The workmen outside have been at it all day

digging up the street with jack hammers,

back hoes and Deere machines I can’t name

though which, if fitted with flesh and blood,

would resemble dinosaurs, a stegosaurus maybe

and certainly T-rex.  They handle the monstrous

machines deftly and with a grace I can only envy.

They’re going down deep into the street

toward the pipes, pumping out bilge and brackish

filth, a chthonian venture, linked close to hell.

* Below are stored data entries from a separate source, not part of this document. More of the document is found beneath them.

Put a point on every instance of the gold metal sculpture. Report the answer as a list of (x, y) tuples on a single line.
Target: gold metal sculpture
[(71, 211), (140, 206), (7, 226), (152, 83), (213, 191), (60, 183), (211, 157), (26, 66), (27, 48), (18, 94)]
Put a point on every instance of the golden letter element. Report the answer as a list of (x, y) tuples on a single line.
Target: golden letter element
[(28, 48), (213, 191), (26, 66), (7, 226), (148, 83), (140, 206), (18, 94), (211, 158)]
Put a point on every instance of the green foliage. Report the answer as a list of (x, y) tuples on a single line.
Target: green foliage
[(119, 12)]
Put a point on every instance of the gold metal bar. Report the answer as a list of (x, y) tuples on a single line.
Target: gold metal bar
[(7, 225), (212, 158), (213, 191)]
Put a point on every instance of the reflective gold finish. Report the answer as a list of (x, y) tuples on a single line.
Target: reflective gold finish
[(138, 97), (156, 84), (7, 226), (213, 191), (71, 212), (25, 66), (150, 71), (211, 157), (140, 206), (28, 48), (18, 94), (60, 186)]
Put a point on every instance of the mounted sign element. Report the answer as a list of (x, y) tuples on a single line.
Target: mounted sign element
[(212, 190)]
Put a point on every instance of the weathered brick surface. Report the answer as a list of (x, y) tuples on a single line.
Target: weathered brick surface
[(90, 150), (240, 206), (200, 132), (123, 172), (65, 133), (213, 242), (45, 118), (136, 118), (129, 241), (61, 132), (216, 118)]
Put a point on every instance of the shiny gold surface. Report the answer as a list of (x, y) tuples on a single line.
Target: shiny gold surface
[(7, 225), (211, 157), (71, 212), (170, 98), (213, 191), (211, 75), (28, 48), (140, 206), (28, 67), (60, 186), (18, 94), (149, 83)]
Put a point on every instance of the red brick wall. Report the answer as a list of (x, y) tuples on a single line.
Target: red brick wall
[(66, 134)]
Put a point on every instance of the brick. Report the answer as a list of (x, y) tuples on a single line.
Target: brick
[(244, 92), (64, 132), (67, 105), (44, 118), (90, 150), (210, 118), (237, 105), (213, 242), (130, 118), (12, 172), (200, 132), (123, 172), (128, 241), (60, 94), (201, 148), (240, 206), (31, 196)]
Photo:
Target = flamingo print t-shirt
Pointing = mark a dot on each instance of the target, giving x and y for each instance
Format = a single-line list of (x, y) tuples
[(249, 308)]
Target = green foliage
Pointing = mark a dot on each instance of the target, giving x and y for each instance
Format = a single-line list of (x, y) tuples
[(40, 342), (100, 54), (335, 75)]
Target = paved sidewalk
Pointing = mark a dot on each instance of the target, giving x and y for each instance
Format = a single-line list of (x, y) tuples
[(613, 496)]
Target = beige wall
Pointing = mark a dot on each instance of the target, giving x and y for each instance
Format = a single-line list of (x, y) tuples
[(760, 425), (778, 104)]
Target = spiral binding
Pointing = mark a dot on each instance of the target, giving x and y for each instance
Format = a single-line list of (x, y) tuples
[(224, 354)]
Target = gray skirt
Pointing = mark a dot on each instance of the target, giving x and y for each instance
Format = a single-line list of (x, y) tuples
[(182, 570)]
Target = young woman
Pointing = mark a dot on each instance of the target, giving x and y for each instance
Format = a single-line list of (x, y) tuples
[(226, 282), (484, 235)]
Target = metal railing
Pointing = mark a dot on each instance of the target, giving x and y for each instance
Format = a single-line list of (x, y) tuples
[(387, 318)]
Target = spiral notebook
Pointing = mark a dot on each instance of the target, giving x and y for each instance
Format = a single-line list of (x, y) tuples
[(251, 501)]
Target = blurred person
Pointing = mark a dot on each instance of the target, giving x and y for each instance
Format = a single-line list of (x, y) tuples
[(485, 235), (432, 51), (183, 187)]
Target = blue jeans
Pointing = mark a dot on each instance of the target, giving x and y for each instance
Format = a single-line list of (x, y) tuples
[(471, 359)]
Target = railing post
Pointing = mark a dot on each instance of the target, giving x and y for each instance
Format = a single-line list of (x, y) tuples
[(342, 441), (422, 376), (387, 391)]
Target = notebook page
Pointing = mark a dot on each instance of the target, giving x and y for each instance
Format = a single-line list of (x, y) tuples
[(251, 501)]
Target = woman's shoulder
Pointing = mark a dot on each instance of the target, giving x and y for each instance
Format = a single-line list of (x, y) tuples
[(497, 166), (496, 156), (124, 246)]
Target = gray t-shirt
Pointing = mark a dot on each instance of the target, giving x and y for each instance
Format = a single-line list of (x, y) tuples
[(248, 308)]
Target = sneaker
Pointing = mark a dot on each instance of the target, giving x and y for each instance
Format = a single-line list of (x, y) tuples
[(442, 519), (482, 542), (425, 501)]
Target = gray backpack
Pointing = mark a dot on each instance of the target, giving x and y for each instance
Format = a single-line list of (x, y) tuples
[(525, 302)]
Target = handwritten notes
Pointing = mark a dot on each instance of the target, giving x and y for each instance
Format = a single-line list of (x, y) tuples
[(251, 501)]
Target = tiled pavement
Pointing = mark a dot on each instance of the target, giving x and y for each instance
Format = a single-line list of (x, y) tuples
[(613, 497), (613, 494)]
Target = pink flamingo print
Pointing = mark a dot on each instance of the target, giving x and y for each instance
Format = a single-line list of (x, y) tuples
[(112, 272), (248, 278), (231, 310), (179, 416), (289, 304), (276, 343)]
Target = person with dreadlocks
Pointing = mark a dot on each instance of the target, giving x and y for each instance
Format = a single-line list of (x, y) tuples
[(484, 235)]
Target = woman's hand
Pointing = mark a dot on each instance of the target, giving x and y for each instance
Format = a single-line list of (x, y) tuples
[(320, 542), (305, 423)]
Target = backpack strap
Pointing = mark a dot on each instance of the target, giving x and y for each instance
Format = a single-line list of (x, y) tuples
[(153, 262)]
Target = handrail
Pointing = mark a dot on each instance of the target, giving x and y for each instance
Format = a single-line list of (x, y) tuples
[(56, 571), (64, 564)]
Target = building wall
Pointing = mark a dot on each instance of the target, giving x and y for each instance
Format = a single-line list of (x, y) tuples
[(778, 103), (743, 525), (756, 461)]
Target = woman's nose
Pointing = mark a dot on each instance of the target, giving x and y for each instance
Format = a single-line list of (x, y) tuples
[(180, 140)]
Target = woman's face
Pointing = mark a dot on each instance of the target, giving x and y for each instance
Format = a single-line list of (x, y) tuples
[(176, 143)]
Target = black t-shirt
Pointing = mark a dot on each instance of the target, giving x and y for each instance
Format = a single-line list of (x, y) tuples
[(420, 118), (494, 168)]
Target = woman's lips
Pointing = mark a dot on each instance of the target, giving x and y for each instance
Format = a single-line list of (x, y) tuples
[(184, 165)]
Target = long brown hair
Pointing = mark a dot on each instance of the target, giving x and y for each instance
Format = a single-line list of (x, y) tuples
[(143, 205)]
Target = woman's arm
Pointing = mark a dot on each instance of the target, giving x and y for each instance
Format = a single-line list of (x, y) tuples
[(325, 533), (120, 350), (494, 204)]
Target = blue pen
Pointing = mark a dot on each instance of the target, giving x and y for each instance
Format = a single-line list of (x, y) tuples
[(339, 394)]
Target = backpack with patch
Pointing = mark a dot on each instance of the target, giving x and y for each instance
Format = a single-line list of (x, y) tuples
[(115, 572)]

The workers wear hard hats and filthy clothes;

they dig in the rain, at night the moon

coats them with luminous silt, under the blazing sun

they sweat heroically.  They never seem to tire

or gripe about the arduous drone of their lives.

 

When I step out onto the porch, trek down the steps

and head toward my van parked on that street,

a thick book of poetry wedged between my arm and chest,

they stare briefly as I stare briefly at them.

They, of course, are the poems

not anthologized in my book, the honest poems,

not the morose, maudlin, cynical, gloomy poems

I have read all my life and passed on to students.

I steer carefully between machines, roll over

a thick hose, and edge past the detour sign.

Tomorrow, I’ve heard, the workers will move on

to another street. . They’ve finished the job here.

My book presses hard against my ribs.